Compared to a month ago, gas prices in the region are on average 12 cents more: Idaho (+19 cents), Utah (+13 cents), Wyoming (+13 cents), Montana (+9 cents) and Colorado (+5 cents). Typically, the region sees higher gas prices in the summer due to seasonal tourism.
Great Lakes and Central States
Six Great Lakes and Central states saw the country’s largest decrease in gas prices on the week: Indiana (-10 cents), Ohio (-9 cents), Michigan (-8 cents), Illinois (-5 cents), Kansas (-4 cents) and Nebraska (-4 cents). As prices at the pump drop, so does the region’s gasoline inventory. According to the latest EIA report, the region drew one million bbl of gasoline on the week, the largest of any region in the country. Typically, gas prices increase with growing demand; however, the region often sees high volatility, which impacts gas price trends week by week.
South and Southeast
On average, gas prices in the South and Southeast states are one cent cheaper on the week with every state seeing gas prices decline. With a two-cent decrease, Florida, South Carolina, Texas, Oklahoma and Georgia saw the largest declines.
Two refineries saw activity that halted production in the last week. ExxonMobil’s 584,000-b/d Baytown, Texas, refinery was forced to shut a hydrocracker unit a day after restarting, following the end of a two-month turnaround. The latest update on Friday was that the unit was still undergoing maintenance. Additionally, Shell’s 340,000-b/d Deer Park, Texas, refinery is expected to be shut down for at least a week following a fire. The issues had an immediate impact on market spot prices, but not prices at the pump.
Mid-Atlantic and Northeast
Gas prices are cheaper in all states in the Mid-Atlantic and Northeast on the week with the exception of New York where gas prices remained stable. With a three-cent decrease, New Jersey is seeing the largest decline in the region followed by two-cent decreases in Delaware, Maryland, North Carolina and West Virginia.

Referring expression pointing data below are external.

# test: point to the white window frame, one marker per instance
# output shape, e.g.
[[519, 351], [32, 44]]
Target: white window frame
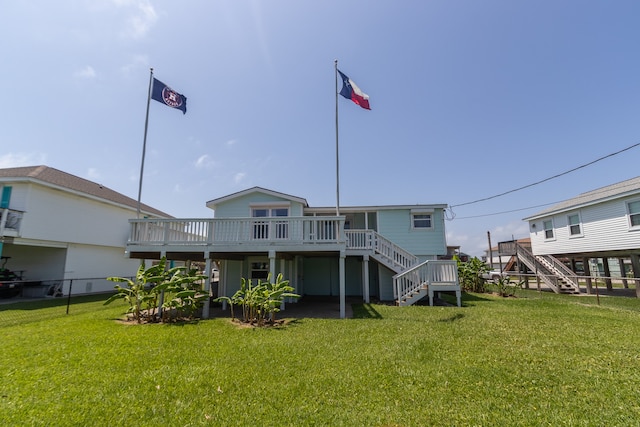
[[633, 215], [414, 218], [261, 229], [545, 229], [571, 225]]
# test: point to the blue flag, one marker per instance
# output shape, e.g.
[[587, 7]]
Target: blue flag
[[163, 93]]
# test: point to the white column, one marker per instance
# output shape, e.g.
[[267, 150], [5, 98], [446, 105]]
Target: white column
[[365, 278], [272, 265], [207, 285], [343, 301]]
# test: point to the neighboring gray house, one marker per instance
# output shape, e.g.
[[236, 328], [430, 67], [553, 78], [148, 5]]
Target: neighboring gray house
[[56, 227], [387, 252], [602, 224]]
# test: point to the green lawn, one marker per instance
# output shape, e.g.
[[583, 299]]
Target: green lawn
[[539, 359]]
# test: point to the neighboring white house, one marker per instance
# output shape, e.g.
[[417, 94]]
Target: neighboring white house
[[602, 224], [367, 251], [56, 227]]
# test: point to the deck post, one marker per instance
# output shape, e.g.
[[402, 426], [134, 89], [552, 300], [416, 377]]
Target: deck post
[[587, 273], [365, 278], [343, 301], [207, 285], [607, 273], [635, 265]]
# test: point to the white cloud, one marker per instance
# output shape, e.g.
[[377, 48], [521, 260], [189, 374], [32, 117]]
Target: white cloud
[[93, 174], [239, 177], [136, 62], [140, 22], [14, 160], [87, 72], [204, 162]]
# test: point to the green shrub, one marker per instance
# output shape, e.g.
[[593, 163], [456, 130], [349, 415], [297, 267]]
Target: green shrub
[[261, 302]]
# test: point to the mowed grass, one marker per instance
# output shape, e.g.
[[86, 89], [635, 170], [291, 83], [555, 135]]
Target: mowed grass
[[539, 359]]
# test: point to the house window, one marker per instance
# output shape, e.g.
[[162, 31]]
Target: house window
[[574, 225], [259, 271], [421, 220], [548, 229], [261, 228], [634, 213]]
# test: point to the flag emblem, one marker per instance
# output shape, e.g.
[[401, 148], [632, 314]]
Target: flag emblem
[[163, 93], [351, 91]]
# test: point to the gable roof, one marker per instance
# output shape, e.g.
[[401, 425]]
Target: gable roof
[[212, 203], [55, 178], [610, 192]]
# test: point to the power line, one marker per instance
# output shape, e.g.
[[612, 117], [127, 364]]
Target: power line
[[548, 179], [504, 212]]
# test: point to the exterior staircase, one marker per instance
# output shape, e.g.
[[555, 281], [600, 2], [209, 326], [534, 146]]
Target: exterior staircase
[[425, 279], [414, 280], [550, 270]]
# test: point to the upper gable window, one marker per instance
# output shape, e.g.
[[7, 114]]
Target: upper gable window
[[575, 228], [548, 229], [263, 212], [634, 213], [421, 220]]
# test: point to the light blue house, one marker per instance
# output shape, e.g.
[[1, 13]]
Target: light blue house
[[387, 252]]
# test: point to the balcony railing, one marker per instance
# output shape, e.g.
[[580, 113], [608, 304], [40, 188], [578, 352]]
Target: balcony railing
[[190, 232], [10, 221]]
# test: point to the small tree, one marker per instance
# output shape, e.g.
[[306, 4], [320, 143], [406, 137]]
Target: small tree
[[139, 292], [261, 302], [181, 287], [470, 274]]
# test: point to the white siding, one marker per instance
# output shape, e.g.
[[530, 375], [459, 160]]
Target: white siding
[[241, 207], [605, 227], [90, 265], [59, 216]]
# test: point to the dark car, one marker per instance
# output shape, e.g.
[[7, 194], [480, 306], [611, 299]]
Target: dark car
[[9, 285]]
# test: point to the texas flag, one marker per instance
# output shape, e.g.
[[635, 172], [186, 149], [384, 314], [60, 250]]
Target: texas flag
[[351, 91]]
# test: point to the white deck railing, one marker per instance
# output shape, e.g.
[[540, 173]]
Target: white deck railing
[[370, 240], [189, 232], [10, 221], [435, 272]]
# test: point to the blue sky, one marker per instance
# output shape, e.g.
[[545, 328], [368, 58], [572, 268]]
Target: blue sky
[[469, 99]]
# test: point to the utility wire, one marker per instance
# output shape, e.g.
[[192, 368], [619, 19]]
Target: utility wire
[[548, 179], [504, 212]]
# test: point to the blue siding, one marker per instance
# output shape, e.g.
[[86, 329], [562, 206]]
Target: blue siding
[[240, 207], [396, 226]]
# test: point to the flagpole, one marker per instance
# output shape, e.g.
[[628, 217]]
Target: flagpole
[[337, 150], [144, 142]]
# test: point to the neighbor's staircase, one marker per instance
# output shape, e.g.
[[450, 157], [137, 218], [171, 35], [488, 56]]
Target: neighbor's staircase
[[414, 279], [550, 270]]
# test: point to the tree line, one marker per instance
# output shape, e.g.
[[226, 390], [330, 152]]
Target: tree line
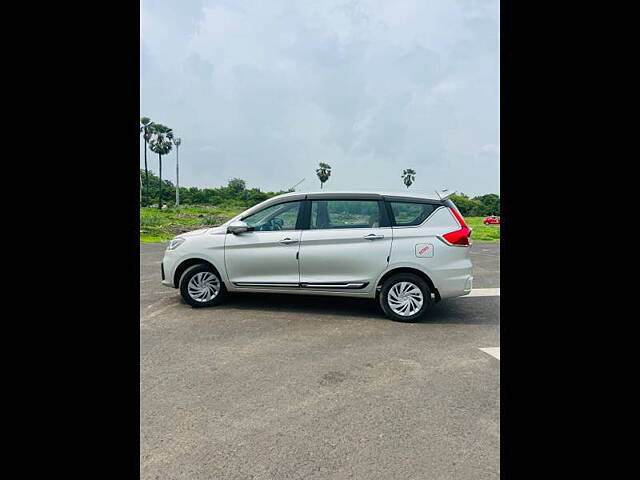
[[236, 193]]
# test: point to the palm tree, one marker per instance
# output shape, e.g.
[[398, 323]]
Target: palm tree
[[324, 172], [408, 176], [161, 144], [147, 126], [177, 142]]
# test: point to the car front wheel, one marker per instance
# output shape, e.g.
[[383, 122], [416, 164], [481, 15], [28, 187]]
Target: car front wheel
[[200, 286], [405, 297]]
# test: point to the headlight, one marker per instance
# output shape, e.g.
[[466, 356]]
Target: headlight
[[175, 243]]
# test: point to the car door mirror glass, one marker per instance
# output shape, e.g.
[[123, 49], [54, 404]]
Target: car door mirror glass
[[238, 227]]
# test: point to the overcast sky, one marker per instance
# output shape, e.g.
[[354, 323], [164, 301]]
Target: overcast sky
[[265, 90]]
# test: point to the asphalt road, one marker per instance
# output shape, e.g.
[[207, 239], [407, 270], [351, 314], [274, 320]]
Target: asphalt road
[[294, 387]]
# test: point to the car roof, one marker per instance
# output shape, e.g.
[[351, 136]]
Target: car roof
[[361, 193]]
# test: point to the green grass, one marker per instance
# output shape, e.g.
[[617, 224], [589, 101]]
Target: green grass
[[162, 225], [481, 232]]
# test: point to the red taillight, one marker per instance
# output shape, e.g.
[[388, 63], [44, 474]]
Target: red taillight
[[458, 237]]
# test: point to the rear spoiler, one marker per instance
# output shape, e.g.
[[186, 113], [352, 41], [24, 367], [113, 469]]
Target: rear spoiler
[[444, 193]]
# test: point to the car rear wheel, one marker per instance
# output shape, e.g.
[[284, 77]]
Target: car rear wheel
[[200, 286], [405, 297]]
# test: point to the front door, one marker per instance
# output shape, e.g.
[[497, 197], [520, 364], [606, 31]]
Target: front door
[[345, 247], [267, 254]]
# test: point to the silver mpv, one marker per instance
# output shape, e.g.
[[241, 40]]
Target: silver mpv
[[406, 251]]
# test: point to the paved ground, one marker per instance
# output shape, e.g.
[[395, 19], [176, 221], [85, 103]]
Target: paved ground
[[280, 387]]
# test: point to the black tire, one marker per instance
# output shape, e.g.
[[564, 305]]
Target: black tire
[[191, 272], [415, 280]]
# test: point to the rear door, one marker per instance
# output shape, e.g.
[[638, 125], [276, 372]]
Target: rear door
[[347, 244]]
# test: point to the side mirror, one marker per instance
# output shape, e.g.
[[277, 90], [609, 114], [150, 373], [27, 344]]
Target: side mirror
[[237, 227]]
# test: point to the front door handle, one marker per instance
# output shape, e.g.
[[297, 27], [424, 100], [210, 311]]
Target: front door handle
[[373, 236], [287, 241]]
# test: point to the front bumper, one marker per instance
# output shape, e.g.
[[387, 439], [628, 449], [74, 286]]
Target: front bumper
[[167, 268]]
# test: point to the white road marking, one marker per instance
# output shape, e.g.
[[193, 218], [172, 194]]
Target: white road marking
[[483, 292], [493, 351]]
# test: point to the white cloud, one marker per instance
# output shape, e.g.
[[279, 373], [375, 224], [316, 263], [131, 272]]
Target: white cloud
[[266, 90]]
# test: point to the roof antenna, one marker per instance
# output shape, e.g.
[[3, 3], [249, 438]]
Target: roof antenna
[[294, 187], [444, 193]]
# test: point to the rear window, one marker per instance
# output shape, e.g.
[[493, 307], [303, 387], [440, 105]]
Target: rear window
[[408, 214], [344, 214]]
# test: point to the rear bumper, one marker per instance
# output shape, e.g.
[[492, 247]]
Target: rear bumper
[[456, 286]]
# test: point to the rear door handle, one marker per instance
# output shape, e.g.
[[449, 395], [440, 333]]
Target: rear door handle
[[287, 241], [373, 236]]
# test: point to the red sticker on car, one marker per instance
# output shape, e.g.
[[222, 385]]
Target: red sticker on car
[[424, 250]]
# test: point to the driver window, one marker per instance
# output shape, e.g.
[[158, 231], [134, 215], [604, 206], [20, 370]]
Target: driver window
[[282, 216]]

The price drop goes hand-in-hand with the region’s latest gasoline inventory trend. For a second consecutive week, the region saw the sizeable build (800,000 bbl) in gasoline inventory. Total inventories sit at 64.8 million bbl, about five million less than this time last year, according to EIA data.
Oil market dynamics
At the end of last week, the price per barrel of West Texas Intermediate stayed below $50 – settling at $48.51. On Monday morning, prices appeared to be falling due to a weak dollar and continued worries about high crude oil inventory levels.
According to the EIA report for the week ending on August 11, gasoline production moved higher to 10.2 million b/d. With greater demand for refined products like gasoline, crude inventories decreased by 8.9 million bbl – a much larger than expected drawdown. Additionally, Baker Hughes, Inc. reported that active oil rigs in the U.S. fell by five last week, landing at 763. The movement of these key figures show that August is setting a strong scene for crude oil supplies to become tighter as demand continues full steam ahead with the summer driving season coming closer to its end.
On the flip side, U.S. crude output climbed 79,000 b/d to 9.502 million b/d – which is the highest level seen in two years. The greatest portion of the increase came from Alaska, but production in the continental U.S. (driven by shale activity) moved higher to 25,000 b/d. This continued growth in U.S. production continues to add to the global glut of crude, putting downward pressure on crude prices. As a result, market observers will look toward this week’s EIA report to see if the trend continues, noting that gasoline demand along the path of today’s solar eclipse may help boost numbers. Drivers in the viewing pathway may see prices spike due to high demand.